After Mr Burke indicated he wasn’t, the judge said this was something that would have to be considered when it came to dealing with the injunction application.
“There is an issue as to whether or not someone who is consistently in breach of a court order is themselves in a position to seek the assistance of the court to secure an order on an equitable basis preventing the school or anyone else from acting in a certain way,” the judge said.
“It was with some surprise that I learned that despite your refusal to abide by the court order you were now seeking the power of the court to injunct the school from doing something.”
Mr Justice O’Moore, who heads up the High Court chancery list, made the comments as he transferred the matter to Mr Justice Conor Dignam, who will hear the injunction application this afternoon.
When Mr Burke claimed that the judge’s comments were “improper”, “uncalled for” and “unnecessary”, Mr Justice O’Moore responded: “I am simply marking your card that this is an issue which will be of some consequence in terms of this ongoing litigation”.
A separate motion in the case, in which the school’s board of management is seeking the sequestration of Mr Burke’s assets due to his continued breach of the order, was adjourned to next Tuesday.
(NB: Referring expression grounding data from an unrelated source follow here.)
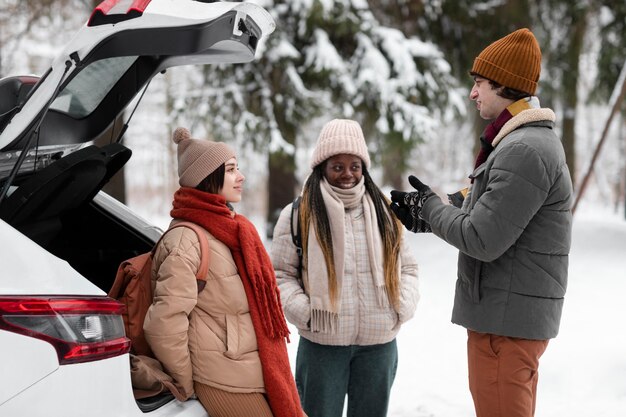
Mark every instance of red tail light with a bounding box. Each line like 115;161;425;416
0;296;131;364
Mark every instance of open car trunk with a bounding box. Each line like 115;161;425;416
0;2;274;413
0;0;274;294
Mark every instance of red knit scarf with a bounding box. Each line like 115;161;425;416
473;107;513;171
471;97;535;183
171;187;303;417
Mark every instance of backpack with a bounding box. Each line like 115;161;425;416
109;222;210;400
290;196;303;273
108;221;210;358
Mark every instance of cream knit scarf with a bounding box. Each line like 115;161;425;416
306;177;386;334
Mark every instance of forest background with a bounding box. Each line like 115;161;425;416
1;0;625;233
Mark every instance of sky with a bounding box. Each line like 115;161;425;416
281;204;626;417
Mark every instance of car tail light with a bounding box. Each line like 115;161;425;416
0;296;131;364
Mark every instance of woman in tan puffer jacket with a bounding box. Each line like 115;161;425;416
143;127;305;417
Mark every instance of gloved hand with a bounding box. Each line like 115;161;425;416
447;187;468;208
390;175;435;233
390;203;432;233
The court heard a technical issue had held up the filing of an affidavit.
Mr Burke admitted he was breaching a court order restraining him from attending or attempting to teach children at the school.
“I am attending at the school. I have been consistent in that matter,” he told Mr Justice O’Moore.
“I have been consistent from the start that I am innocent. I have an unblemished record.
“My only crime is that I expressed my religious belief on transgenderism and I would not surrender that religious belief and call a student by the ‘they’ pronoun. That is my Christian belief.”
Mr Burke claimed he had a “duty” to turn up for work.
He claimed the disciplinary process was “manifestly unlawful” and he did not want to “set a precedent” where a teacher could be suspended and dismissed because of their religious beliefs.
“It was my duty to resist and to turn up to my workplace,” he said.
The history and German teacher has been suspended on full pay since August following a number of incidents in which he publicly opposed the request and asked for it to be withdrawn.
But after he continued to show up for work in August and September, the school secured a temporary order restraining him from doing so, which he then breached, leading to his incarceration for contempt of court.
He has claimed that due to his religious beliefs, he could not comply with the request or the High Court order.
Despite not purging his contempt, Mr Justice O’Moore finally ordered his release from Mountjoy Prison on December 21 after finding the teacher was “exploiting his imprisonment for his own ends”.
Despite being warned by the judge that he could face imprisonment again or the sequestration of his assets if he breached court orders again, Mr Burke showed up at the school last Thursday and again on Friday, Monday and Tuesday.
It is understood he has been confined to a hallway, where he stood throughout each day, and has not been coming into contact with pupils.